As we all know life, bills and work commitments do not stop forever. One of us had to head home and go back to work. So yesterday, with a heavy and very sad heart I booked my flights back home for later this week. This was possibly the last few days I would be spending with my family for 3 weeks…..
This morning we woke up bright and early, and headed to the hospital. We were expecting a quick morning as we weren’t anticipating any new treatments or procedures today.
No sooner had we got to our room when the nurse practitioner came in and informed us that Jaxson would be going for a chest x-ray first thing. If that was clear then the JP drain would be removed TODAY! Alex and I were both totally speechless (even our nurse for the day couldn’t believe it). This came totally out of left field and it took a solid few minutes to digest this news.
Shortly after, a porter came and collected us. We took Jaxson downstairs to be put back in the ‘baby smasher’ and have his chest x-rayed. Then we headed back up to his room and anxiously waited to talk to the doctor.

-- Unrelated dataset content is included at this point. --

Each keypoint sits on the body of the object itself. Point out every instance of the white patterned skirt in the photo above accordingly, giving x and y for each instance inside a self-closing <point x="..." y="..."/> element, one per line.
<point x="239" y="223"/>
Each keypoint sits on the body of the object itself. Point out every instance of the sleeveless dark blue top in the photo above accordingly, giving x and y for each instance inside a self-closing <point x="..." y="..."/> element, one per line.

His doctor finally made her way to Jaxson’s room and we got the news….. Chest x-ray was ‘crystal clear’ and his tube was coming out today! We asked her why the major change in his treatment plan. The response was that chylothorax has no real definite treatment plan. It is basically a crap shoot on what works and what doesn’t. She felt confident in the fact the since the drainage amount was so low that the tube should come out and give Jaxson’s body a chance to show that it is healing.
Late morning a surgeon from the OR came and removed the tube!
A few short hours later Jaxson was DISCHARGED!!!
He is not ‘out of the woods’ yet. We are sticking around Edmonton at RMH for the next couple of days. On Thursday he goes for another chest x-ray and follow-up appointment with his doctor. Fingers crossed his chest is still clear and the fluid he is draining has been absorbing nicely into his body. If for some reason that is not the case then Jaxson will have to be re-admitted to the hospital and the chest tube will have to go back in.
Send us all positive thoughts so we can get our little pickle home!!!
We are still very shocked at how today turned out. Tonight the 3 of us are going to dress up and go out for a celebratory dinner, and mommas get to have a drink!
We hope everything goes well over the next couple of days and we can soon all be HOME.